All verbs in Standard Obolo are conjugated according to the Ataba dialect. Only certain focuses of the perfective/imperfective inchoative indicative non-future retain their Ngo dialect conjugation to avoid confusion with other conjugations.

==Numerals==
Obolo language now uses a decimal counting system. "The modern counting system evolved with the publication of Aya Ifuk Obolo by the Obolo Language & Bible Translation Project in 1985. It is a shift from the vigesimal (based 20) counting to the decimal (based 10) counting system. The new system is much simpler than the old counting system, which is very limited and complex." The primary numerals are as follows:

0 - ofok

1 - ge

2 - iba

3 - ita

4 - ini

5 - go

6 - gweregwen

7 - jaaba

8 - jeeta

9 - onaan̄ge

ten - akọp

hundred - efit

thousand - obop

million - efie

billion - ego

trillion - ngwugwu

==Obolo literature==
There is a small body of literature in the Obolo language, including books, periodicals, and pamphlets. Obolo is used in radio and television programmes and is taught at primary and junior secondary levels.

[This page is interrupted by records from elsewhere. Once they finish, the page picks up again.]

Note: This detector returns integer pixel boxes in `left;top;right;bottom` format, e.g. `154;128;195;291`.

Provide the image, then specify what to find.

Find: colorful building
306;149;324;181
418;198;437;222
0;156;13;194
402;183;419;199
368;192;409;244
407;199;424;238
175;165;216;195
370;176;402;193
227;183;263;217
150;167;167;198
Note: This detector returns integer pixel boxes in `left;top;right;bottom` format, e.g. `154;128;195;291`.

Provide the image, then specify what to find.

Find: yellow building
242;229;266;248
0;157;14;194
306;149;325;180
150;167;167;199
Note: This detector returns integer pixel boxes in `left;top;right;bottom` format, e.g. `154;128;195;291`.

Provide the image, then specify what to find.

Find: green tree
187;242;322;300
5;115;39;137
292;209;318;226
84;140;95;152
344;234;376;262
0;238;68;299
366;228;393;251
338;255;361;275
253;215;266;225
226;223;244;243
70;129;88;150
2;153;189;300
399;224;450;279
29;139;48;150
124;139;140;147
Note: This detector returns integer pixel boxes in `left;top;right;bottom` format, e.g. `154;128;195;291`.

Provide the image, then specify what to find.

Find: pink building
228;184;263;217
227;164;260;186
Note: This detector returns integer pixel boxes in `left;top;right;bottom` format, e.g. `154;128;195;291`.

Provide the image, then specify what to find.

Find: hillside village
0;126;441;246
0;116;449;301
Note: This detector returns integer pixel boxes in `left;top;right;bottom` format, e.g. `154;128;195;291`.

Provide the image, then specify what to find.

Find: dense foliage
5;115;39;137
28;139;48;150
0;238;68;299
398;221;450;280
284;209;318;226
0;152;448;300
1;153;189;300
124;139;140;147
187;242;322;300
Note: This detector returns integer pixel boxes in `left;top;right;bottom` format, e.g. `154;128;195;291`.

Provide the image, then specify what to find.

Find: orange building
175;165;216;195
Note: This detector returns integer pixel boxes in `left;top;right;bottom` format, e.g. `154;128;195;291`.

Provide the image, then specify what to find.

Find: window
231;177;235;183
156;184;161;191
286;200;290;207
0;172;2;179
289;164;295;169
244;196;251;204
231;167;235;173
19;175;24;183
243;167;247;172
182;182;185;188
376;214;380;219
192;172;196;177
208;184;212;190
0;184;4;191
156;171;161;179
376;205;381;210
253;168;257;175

- The first primer was written by Matthew M. Urang in 1968.
- Reading and Writing Obolo was first published in 1978 by Rivers Readers Project (revised 1985 by NBTT, new edition 2023 by OLBTO)
- Ikpa Urọk, a book of folktales in different dialects of Obolo, was published in 1985.
- Adasi Ikpa Obolo, a primer following the approved orthography, was published in 1985 (last revised in 2023).
- Ida Obolo, the Obolo language periodical, was first issued in 1985.
- The Obolo New Testament Bible was published in 1991.
- Mbuban Îchaka by Isidore Ene-Awaji - the first literary material on Literature in the Mother-Tongue; a novel for Junior Secondary Schools and public readership, was published in 2010 © Obolo Language & Bible Translation Organization.
- The Bible in Obolo was completed by the Obolo Language and Bible Translation Project (OLBTP) in 2012 and dedicated in 2014. Obolo is the 23rd Nigerian language to have the complete Bible.
- The Obolo language website, obololanguage.org, was launched in 2016.
- Obolo Wikipedia went live on 14th October, 2024.
- Inu Îyiyala Isan̄a, a translation of Chinua Achebe's Things Fall Apart first appeared in 2025, though completed some years back.

==Regulation==
Obolo language is regulated by the Obolo Language and Bible Translation Organization (OLBTO), a community-owned research and development organization that does dialect surveys and research, oversees the development and introduction of new terminologies, publishes books in the language, etc.